Mawethu Nkosana Nkolomba is a queer black thinker and currently works as research and communications officer at the Human Rights Institute of South Africa (HURISA). Young South African 2017 Top 200, Mail and Guardian. A founder of The Black Love Association, and an ASRI future leader's fellow 2016.
On 28 September this year, Stats SA released The Victims of Crime Survey 2016/2017for which 30,000 households in nine provinces were interviewed on their perception of crime in South Africa.
The report revealed that sexual offences increased by 117 percent in the last year alone. In the very same vein, due to experience, it is plausible to assume that this statistic refers mostly to womxn* and young children. On 30 August this year, the Centre for Studies in Violence and Reconciliation (CSVR) also launched a report titled "Violence Against Women in South Africa: A Country in Crisis" -- the report was aimed at interrogating the persistence of gender-based violence in South Africa.
Interestingly, both reports come a few months after South Africa's Universal Periodic Review -- a mechanism the UN Human Rights Council adopted for evaluation of member states' compliance with international human-rights standards. South Africa received a bulk of 243 recommendations, with a majority of the recommendations calling on the country to address its human rights situation, more so with regards to violence and atrocities against women and girls.
Of course, over the years, reports on gender-based violence in South Africa have been produced. However, owing to these reports, the assumption of homogeneous experiences of violence, among others, has largely been inapplicable and mostly archival. Thus, for purposes of effective policies, there has been a growing need for reports that speak to experiences of diverse and marginalised groups. Perhaps a distinct feature about the CSVR report is the adoption of a feminist analytical methodology in collating this research.
The benefits of this approach, as CSVR gender specialist Nonhlanhla Sibanda highlighted, allow for the centring of women's voices and experiences. It took full cognisance of the effects of patriarchy and the problematics of existing VAW/GBV research in perpetuating single stories of womxnhood without considering the diversity of women's experiences, life histories, and institutional, systematic and structural oppression as pivotal factors in understanding VAW.
As part of the feminist analytical methodology, cisgender (people who identify with the sex they were born as) heterosexual and lesbian women were chosen as respondents.

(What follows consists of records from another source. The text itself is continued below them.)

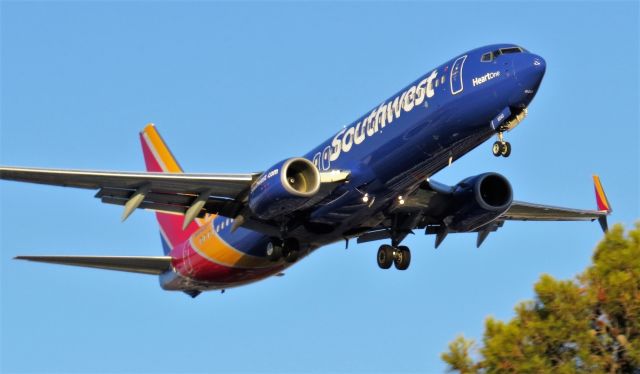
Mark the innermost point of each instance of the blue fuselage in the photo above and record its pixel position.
(407, 138)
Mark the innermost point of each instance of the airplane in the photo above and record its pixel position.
(370, 181)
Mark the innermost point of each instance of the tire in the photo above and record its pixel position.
(385, 256)
(496, 149)
(274, 251)
(402, 258)
(291, 250)
(292, 256)
(506, 150)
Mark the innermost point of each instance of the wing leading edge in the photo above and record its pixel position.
(164, 192)
(154, 265)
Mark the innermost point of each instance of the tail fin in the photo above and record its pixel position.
(158, 158)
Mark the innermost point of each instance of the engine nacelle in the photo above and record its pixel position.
(284, 188)
(480, 200)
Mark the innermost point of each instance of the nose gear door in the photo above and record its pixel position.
(456, 75)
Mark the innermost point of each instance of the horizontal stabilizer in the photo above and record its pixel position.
(135, 264)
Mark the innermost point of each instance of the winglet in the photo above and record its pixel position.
(603, 203)
(601, 197)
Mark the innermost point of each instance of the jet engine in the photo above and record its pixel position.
(479, 200)
(284, 188)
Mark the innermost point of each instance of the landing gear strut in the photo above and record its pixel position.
(288, 249)
(501, 147)
(399, 256)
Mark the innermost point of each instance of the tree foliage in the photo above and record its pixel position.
(590, 324)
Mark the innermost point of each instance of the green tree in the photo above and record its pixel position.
(590, 324)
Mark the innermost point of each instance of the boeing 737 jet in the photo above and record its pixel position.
(372, 180)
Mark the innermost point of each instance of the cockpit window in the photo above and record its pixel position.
(504, 51)
(489, 56)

For purposes of holistic inclusion, the respondents were chosen from various communities, classes and backgrounds.
...Without any doubt, the CSVR report is an important contribution to the South African research and feminist catalogue. However, the limited understanding of gender as seen through the exclusion of trans and non-binary women in the scope of defining womxnhood in this VAW report and similar others in South Africa is a growing concern for the future of intersectional politics.
More so in light of the decades of killings and atrocities committed upon non-binary and trans bodies. The erasure of trans and non-binary bodies in the definition of womxnhood is largely due to the conservatism and essentialist assumptions about biology. This can be seen as easily giving effect to the problematic statements similar to the one uttered by feminist scholar and novelist Dr Chimamanda Adichie Ngozi, that "trans-women are not women".